Moscow is eyeing rich energy reserves in the region and is planning a massive shipping channel to move goods through the frigid waters to customers around the world.

On a parallel track, Russia is dramatically expanding its military presence in the Arctic and sees the U.S. as its chief rival to effective control of the area.

“This region is of special strategic importance for us. Here, the state is handling its most important tasks — the protection of economic interests and national security,” Mr. Medvedev told The Independent Barents Observer this month. “Despite attempts from certain countries to destabilize the situation in the Arctic, we will successively protect our positions in the region.

“Russia must in the most serious manner address its work in the organization,” he said of Russia’s upcoming chairmanship of the council.

The council’s chair rotates every two years and is currently held by Iceland. Russia last held the post from 2004 to 2006.

Russia argues that the Trump administration already has shattered the norms of the Arctic Council and dragged military matters onto its agenda. Officials point to a speech last year in which Secretary of State Mike Pompeo bashed Russia and took shots at China, which considers itself a “near-Arctic” state and has increasingly been making its own claims in the region.
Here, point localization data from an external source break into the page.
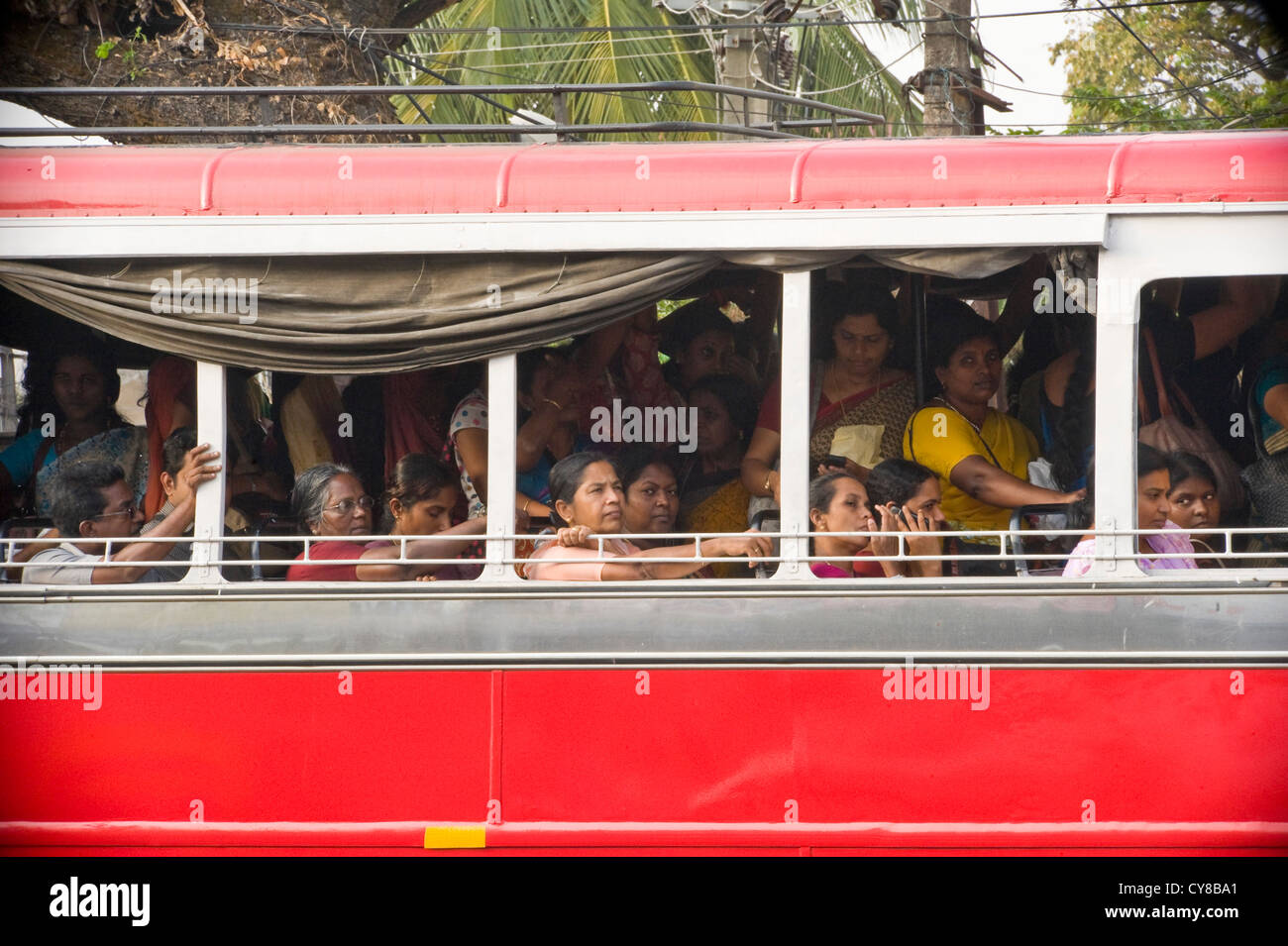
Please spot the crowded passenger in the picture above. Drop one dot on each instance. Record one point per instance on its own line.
(68, 416)
(419, 502)
(980, 455)
(1153, 508)
(171, 403)
(549, 400)
(858, 402)
(1067, 416)
(837, 503)
(712, 497)
(588, 502)
(329, 499)
(90, 502)
(174, 454)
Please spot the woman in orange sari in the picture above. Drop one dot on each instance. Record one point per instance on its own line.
(854, 392)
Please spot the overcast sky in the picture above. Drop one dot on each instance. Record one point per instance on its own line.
(1021, 43)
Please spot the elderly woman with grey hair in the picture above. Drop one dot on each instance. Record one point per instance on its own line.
(330, 501)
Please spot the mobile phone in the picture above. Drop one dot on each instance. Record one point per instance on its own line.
(901, 512)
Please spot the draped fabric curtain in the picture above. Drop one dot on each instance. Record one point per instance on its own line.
(353, 314)
(390, 313)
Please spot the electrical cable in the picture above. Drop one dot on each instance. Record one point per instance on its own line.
(662, 27)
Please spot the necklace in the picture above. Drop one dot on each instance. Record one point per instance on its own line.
(836, 386)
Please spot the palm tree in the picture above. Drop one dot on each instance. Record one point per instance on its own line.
(572, 43)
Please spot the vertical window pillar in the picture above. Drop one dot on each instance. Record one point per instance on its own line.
(501, 459)
(211, 429)
(794, 450)
(1117, 323)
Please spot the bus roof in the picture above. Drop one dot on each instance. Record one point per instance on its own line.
(312, 180)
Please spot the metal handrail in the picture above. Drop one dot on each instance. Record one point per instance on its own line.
(13, 543)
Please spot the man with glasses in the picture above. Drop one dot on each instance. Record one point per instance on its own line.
(93, 503)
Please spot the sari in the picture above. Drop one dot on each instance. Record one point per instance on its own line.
(170, 379)
(125, 447)
(887, 405)
(713, 508)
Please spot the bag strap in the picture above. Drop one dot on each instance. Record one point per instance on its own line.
(29, 493)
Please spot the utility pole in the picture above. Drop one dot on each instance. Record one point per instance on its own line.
(948, 110)
(738, 60)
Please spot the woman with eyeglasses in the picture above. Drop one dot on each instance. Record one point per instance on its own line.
(329, 499)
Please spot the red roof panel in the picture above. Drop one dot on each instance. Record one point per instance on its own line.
(636, 176)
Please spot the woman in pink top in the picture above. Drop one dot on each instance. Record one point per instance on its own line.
(1153, 482)
(587, 494)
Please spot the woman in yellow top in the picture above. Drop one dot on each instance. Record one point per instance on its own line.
(980, 455)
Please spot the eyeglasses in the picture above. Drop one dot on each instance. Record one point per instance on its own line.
(128, 511)
(346, 507)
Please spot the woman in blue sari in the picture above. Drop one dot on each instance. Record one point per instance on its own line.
(68, 416)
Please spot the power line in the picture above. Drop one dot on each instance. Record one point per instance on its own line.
(1109, 125)
(1122, 22)
(664, 27)
(1175, 91)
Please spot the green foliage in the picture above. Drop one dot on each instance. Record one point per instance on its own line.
(823, 58)
(129, 56)
(1229, 51)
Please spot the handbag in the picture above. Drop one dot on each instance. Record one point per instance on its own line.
(1267, 477)
(1170, 433)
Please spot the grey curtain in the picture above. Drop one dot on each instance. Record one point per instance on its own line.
(353, 314)
(386, 313)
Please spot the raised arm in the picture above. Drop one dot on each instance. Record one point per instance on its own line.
(758, 464)
(375, 566)
(636, 567)
(197, 468)
(1244, 301)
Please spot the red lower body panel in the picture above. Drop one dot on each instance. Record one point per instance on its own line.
(747, 761)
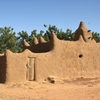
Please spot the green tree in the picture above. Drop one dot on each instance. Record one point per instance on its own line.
(7, 40)
(22, 36)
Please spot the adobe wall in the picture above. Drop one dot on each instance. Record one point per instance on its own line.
(2, 68)
(16, 66)
(64, 61)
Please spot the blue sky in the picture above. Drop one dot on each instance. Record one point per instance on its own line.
(28, 15)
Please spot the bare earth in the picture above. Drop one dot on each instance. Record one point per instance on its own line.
(80, 89)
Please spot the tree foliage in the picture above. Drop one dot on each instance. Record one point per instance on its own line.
(14, 42)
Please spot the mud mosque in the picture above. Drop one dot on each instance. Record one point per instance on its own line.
(63, 59)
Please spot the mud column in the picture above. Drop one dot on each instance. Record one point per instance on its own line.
(30, 74)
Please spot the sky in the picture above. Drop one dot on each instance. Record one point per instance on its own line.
(28, 15)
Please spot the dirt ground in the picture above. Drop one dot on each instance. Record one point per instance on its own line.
(80, 89)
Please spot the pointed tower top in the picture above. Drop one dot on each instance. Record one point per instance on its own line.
(26, 44)
(35, 41)
(81, 39)
(82, 24)
(41, 40)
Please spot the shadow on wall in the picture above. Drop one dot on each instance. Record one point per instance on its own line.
(2, 69)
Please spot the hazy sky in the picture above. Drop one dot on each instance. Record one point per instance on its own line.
(28, 15)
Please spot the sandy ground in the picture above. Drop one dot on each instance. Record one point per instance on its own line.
(80, 89)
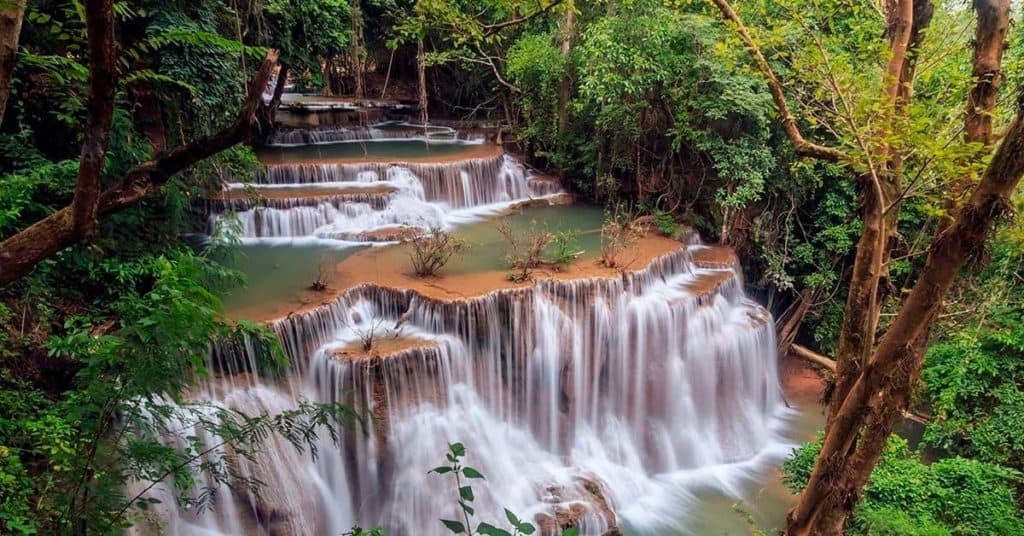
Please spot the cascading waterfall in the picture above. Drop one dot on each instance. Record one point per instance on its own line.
(420, 195)
(597, 403)
(385, 130)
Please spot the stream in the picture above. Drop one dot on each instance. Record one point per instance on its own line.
(647, 402)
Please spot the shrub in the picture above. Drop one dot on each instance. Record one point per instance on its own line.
(950, 496)
(525, 252)
(431, 252)
(617, 236)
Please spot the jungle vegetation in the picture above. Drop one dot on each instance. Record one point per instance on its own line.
(862, 158)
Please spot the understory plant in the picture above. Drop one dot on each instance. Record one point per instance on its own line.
(906, 496)
(617, 238)
(535, 248)
(431, 252)
(461, 472)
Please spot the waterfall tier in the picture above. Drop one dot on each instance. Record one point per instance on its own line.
(420, 196)
(386, 130)
(599, 403)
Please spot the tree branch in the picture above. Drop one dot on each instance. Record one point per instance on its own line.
(20, 253)
(801, 146)
(11, 16)
(495, 28)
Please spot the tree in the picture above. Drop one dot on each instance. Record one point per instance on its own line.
(880, 379)
(19, 253)
(11, 15)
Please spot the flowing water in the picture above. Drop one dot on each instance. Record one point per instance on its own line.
(648, 403)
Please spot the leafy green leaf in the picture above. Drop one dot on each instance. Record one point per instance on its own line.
(454, 526)
(470, 472)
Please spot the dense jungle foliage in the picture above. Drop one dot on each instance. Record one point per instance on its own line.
(656, 104)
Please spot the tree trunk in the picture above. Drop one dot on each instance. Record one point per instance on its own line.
(986, 73)
(355, 50)
(879, 189)
(148, 115)
(421, 76)
(880, 394)
(10, 29)
(102, 86)
(20, 253)
(989, 42)
(565, 91)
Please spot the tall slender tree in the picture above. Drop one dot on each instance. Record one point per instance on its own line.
(872, 384)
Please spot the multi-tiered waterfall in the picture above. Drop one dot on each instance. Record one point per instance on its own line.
(601, 402)
(353, 201)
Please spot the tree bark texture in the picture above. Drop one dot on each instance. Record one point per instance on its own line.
(355, 50)
(102, 86)
(565, 91)
(866, 415)
(10, 29)
(421, 76)
(20, 253)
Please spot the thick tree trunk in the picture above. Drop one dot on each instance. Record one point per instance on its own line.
(10, 29)
(986, 72)
(355, 50)
(102, 86)
(989, 42)
(148, 115)
(878, 189)
(880, 394)
(421, 77)
(20, 253)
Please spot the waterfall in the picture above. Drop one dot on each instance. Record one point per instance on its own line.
(420, 196)
(597, 403)
(385, 130)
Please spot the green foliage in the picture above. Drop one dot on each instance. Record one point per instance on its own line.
(459, 470)
(563, 249)
(974, 374)
(905, 496)
(539, 68)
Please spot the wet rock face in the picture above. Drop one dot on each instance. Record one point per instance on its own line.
(583, 505)
(572, 397)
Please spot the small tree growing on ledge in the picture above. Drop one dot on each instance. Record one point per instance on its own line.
(525, 252)
(431, 252)
(323, 270)
(617, 236)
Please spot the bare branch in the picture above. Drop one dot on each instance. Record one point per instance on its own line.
(20, 253)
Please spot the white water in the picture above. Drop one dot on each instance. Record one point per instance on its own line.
(380, 131)
(424, 196)
(609, 403)
(639, 386)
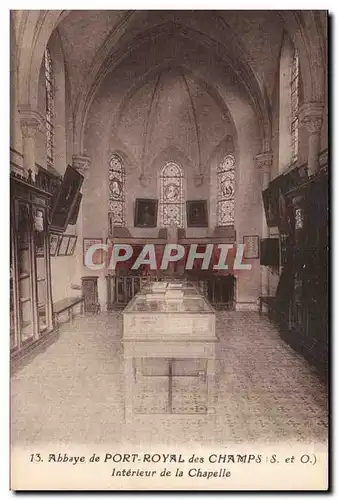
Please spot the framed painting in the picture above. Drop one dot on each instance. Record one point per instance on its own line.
(63, 246)
(145, 212)
(65, 200)
(197, 213)
(75, 211)
(54, 240)
(71, 244)
(251, 249)
(98, 254)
“Moscow already illegally demands that other nations request permission to pass, requires Russian maritime pilots to be aboard foreign ships and threatens to use military force to sink any that fail to comply,” Mr. Pompeo said in his May 2019 address to the council. “These provocative actions are part of a pattern of aggressive Russian behavior in the Arctic. Russia is already leaving snow prints in the form of army boots.”

In the months since, the two countries have had multiple close military encounters in the region. Russian planes routinely come dangerously close to the Alaskan coast, Pentagon officials say, and U.S. and British ships this year sailed through the strategically vital Barents Sea for the first time since the 1980s.

Russian vessels shadowed the American and British ships during that mission.